Science Fair Project Encyclopedia
Once the new film is completed, Casino Royale will become the only Ian Fleming work to be adapted on three occasions (currently both it and Thunderball have been adapted twice).
In 1954 CBS paid Ian Fleming a mere $1,000 US dollars to adapt Casino Royale into a one hour television adventure as part of their Climax! series (see below). Additionally, CBS in the late 50's made an offer to Fleming to write 32 episodes over a two year period for a telvision show based on the James Bond character. Fleming agreed and began to write outlines for this series. When nothing ever came of this, however, Fleming grouped his outlines together and released the 1960 anthology For Your Eyes Only.

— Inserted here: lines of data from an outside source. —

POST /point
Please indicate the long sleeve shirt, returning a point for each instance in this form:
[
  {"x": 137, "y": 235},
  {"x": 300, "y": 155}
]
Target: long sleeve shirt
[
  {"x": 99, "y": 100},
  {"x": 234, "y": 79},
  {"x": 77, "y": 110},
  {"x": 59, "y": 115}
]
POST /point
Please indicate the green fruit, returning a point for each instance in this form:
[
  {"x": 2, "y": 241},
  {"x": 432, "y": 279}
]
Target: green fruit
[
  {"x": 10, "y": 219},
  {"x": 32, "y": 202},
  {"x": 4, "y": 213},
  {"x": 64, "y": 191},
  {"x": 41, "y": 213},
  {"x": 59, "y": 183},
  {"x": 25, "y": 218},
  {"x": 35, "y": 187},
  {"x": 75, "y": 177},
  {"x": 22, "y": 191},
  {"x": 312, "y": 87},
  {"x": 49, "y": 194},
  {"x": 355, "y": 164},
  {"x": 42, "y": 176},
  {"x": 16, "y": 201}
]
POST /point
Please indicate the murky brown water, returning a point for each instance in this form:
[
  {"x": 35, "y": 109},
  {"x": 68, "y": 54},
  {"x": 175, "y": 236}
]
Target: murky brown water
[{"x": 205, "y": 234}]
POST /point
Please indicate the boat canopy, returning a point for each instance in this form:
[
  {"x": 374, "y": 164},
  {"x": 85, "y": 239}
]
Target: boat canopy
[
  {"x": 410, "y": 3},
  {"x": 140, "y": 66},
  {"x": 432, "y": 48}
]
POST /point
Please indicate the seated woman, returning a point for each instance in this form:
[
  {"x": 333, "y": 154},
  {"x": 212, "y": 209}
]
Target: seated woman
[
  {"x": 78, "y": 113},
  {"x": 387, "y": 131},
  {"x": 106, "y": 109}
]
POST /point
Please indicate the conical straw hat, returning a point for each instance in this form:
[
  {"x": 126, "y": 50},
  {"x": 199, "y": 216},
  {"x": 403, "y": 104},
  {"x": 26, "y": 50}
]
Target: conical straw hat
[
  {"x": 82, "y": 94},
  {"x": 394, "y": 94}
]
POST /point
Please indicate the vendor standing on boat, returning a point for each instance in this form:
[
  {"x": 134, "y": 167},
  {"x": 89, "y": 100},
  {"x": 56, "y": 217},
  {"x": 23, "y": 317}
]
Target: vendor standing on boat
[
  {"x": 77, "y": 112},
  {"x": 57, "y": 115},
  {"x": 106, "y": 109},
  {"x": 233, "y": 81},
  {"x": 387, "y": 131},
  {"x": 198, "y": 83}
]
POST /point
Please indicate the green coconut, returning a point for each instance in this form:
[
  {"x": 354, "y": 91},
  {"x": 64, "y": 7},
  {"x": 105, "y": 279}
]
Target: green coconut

In 1955 Ian Fleming sold the film rights of Casino Royale to producers Michael Garrison (later creator of The Wild Wild West) and Gregory Ratoff for $6,000. Ratoff eventually tried to sell the idea of a James Bond series to 20th Century Fox but was turned down. After Ratoff's death, his widow in conjunction with Michael Garrison, sold the film rights to producer Charles K. Feldman . With the success of the official James Bond film series, Feldman went to producers Albert R. Broccoli and Harry Saltzman with a proposition to produce a serious film version starring Sean Connery as agent 007, but was turned down. Coming off the success of the comedy What’s New, Pussycat? , Feldman decided the best way to profit from the film rights was to make a spoof. Feldman's spoof was produced and released in 1967 by Columbia Pictures. In the 1990's, Sony Pictures (which had incorporated Columbia) decided to make a serious adaptation of Casino Royale, but these plans, in addition to Kevin McClory's plans for a second Thunderball (see: Never Say Never Again) remake were laid to rest when Sony settled an ongoing suit with MGM in 1999 giving up any rights to the James Bond character. Later in 1999, MGM paid Sony $10 million for the rights to Casino Royale. The film rights to Never Say Never Again were acquired by MGM from Sony in 1997.

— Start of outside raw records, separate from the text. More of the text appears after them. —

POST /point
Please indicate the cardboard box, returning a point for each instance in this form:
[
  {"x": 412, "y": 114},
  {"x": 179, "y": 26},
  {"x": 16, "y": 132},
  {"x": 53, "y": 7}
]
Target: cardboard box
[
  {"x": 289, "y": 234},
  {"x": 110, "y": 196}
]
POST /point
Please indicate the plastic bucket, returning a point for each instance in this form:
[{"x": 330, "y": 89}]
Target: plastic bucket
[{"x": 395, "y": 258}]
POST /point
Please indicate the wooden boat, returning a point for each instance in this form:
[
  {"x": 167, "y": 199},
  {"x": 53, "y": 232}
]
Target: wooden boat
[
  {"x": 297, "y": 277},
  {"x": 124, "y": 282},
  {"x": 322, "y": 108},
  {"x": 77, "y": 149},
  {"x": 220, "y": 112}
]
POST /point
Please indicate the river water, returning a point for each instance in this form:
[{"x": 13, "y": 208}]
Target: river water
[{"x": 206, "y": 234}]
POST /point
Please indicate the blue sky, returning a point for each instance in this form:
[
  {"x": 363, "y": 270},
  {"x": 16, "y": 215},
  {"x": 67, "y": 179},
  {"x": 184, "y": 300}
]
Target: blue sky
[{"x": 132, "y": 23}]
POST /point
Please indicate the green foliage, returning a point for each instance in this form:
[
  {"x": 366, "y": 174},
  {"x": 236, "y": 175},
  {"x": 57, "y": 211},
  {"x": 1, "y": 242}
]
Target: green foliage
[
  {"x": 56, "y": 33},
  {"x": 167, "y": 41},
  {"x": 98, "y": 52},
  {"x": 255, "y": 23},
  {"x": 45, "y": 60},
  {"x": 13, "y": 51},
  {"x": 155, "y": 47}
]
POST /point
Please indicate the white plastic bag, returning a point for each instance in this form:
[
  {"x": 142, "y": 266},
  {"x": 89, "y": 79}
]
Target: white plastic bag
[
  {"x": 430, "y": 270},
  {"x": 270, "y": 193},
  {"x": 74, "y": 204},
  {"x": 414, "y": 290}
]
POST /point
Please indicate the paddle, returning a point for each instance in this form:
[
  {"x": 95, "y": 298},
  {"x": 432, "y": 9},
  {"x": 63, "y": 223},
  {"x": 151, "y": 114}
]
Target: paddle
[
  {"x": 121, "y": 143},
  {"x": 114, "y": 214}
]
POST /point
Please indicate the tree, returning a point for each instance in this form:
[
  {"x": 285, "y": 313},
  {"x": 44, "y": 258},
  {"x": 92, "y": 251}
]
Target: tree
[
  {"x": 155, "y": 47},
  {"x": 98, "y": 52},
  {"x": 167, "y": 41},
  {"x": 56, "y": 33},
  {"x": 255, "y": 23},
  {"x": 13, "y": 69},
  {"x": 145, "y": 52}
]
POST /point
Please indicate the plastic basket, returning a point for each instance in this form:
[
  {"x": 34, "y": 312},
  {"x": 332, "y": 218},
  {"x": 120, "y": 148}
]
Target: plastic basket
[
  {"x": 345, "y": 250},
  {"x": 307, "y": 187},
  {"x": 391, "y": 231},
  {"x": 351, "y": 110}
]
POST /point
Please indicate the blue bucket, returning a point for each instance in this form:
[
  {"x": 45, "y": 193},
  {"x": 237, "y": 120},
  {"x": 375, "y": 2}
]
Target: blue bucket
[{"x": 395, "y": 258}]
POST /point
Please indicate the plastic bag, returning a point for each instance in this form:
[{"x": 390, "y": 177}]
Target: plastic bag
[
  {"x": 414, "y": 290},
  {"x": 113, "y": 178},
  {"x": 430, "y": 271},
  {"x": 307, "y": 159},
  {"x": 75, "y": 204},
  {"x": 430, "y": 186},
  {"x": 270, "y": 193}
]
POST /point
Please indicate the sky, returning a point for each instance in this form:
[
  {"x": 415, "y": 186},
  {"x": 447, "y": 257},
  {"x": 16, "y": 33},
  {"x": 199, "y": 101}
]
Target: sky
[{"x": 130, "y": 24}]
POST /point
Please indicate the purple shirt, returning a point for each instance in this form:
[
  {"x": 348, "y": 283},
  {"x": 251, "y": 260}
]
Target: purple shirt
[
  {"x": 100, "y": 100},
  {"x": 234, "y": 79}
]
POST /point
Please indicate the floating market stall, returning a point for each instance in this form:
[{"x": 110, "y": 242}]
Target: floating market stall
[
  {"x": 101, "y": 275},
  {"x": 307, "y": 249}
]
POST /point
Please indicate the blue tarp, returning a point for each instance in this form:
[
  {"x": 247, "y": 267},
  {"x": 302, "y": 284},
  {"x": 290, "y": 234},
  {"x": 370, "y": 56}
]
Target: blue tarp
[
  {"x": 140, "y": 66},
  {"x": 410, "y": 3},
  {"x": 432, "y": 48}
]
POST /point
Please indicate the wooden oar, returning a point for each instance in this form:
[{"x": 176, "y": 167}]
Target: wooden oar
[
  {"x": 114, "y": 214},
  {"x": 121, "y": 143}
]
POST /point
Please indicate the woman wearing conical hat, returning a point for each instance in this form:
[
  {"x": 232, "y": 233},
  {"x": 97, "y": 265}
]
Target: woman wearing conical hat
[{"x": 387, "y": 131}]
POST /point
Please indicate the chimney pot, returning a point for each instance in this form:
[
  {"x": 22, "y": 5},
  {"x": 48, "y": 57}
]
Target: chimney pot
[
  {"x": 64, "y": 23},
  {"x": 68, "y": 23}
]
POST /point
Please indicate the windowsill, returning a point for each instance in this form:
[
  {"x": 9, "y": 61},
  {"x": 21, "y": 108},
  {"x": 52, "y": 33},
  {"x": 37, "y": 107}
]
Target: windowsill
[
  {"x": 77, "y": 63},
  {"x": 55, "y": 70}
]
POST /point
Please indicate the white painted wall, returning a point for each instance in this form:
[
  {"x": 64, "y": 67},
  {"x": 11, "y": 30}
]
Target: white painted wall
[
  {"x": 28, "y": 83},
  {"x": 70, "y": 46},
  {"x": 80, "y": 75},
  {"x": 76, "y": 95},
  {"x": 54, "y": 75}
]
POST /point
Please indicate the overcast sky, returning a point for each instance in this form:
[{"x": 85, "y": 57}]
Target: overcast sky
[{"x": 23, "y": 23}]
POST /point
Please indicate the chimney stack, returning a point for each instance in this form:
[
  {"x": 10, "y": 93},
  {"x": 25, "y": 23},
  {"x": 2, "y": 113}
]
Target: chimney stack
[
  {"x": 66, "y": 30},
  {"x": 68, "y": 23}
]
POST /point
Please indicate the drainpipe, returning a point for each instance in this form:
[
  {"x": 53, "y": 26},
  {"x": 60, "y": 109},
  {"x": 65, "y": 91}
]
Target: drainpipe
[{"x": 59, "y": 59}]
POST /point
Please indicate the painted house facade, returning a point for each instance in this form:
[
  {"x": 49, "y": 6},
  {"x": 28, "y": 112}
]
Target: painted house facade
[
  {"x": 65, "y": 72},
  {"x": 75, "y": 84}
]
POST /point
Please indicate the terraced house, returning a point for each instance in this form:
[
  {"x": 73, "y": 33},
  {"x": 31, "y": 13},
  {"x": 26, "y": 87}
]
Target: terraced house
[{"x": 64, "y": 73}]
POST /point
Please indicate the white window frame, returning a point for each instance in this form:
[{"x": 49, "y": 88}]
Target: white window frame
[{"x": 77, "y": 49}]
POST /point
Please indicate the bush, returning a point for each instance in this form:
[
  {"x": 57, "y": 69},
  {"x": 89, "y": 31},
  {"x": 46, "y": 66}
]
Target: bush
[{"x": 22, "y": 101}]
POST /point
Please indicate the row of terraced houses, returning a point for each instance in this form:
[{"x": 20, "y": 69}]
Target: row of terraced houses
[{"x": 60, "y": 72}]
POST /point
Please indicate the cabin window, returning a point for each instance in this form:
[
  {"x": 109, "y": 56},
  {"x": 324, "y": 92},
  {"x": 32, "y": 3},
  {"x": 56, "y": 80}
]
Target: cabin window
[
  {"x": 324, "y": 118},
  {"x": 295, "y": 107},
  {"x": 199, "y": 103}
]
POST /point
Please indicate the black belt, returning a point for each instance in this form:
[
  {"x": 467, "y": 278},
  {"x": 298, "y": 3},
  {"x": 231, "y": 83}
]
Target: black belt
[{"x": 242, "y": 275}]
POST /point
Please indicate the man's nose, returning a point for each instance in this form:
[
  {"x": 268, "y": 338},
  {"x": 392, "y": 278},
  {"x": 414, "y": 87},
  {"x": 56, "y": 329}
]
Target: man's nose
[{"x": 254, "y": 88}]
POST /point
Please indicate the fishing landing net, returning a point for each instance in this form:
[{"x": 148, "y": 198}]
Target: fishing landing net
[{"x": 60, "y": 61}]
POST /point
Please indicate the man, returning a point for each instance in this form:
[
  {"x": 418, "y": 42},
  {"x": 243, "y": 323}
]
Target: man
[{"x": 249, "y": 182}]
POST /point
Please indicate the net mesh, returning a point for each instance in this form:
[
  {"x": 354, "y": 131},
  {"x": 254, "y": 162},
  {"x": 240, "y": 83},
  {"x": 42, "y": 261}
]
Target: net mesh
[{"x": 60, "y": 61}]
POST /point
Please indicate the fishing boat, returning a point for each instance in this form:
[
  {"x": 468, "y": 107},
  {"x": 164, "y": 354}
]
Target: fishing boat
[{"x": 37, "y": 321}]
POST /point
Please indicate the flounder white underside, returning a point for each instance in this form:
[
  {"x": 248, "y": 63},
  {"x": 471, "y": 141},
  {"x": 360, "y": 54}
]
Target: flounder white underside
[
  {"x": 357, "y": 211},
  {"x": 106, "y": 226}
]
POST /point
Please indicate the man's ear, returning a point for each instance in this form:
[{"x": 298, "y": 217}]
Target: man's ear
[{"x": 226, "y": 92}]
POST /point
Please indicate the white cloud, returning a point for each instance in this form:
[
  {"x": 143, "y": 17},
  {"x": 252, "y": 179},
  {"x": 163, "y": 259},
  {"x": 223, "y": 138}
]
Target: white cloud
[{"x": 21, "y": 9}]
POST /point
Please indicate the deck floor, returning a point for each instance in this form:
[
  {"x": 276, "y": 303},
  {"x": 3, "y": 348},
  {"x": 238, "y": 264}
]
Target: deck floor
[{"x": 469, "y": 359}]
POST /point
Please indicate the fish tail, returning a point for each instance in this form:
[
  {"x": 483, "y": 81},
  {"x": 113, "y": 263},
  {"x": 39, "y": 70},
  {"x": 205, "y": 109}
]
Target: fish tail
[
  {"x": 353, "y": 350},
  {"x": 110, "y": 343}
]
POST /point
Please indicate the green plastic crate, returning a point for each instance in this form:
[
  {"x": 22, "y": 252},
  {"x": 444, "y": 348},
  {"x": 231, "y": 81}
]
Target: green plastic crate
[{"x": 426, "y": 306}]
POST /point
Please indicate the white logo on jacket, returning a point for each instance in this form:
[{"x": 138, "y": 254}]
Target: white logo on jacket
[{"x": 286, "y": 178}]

After MGM's acquisition of the film rights to Casino Royale there was speculation that an official version would be produced. At one point, Die Another Day was rumored to be an adaptation of Fleming's novel (however, that film ended up being more a loose adaptation of Moonraker). In 2005 EON Productions announced that their next James Bond adventure would in fact be Casino Royale.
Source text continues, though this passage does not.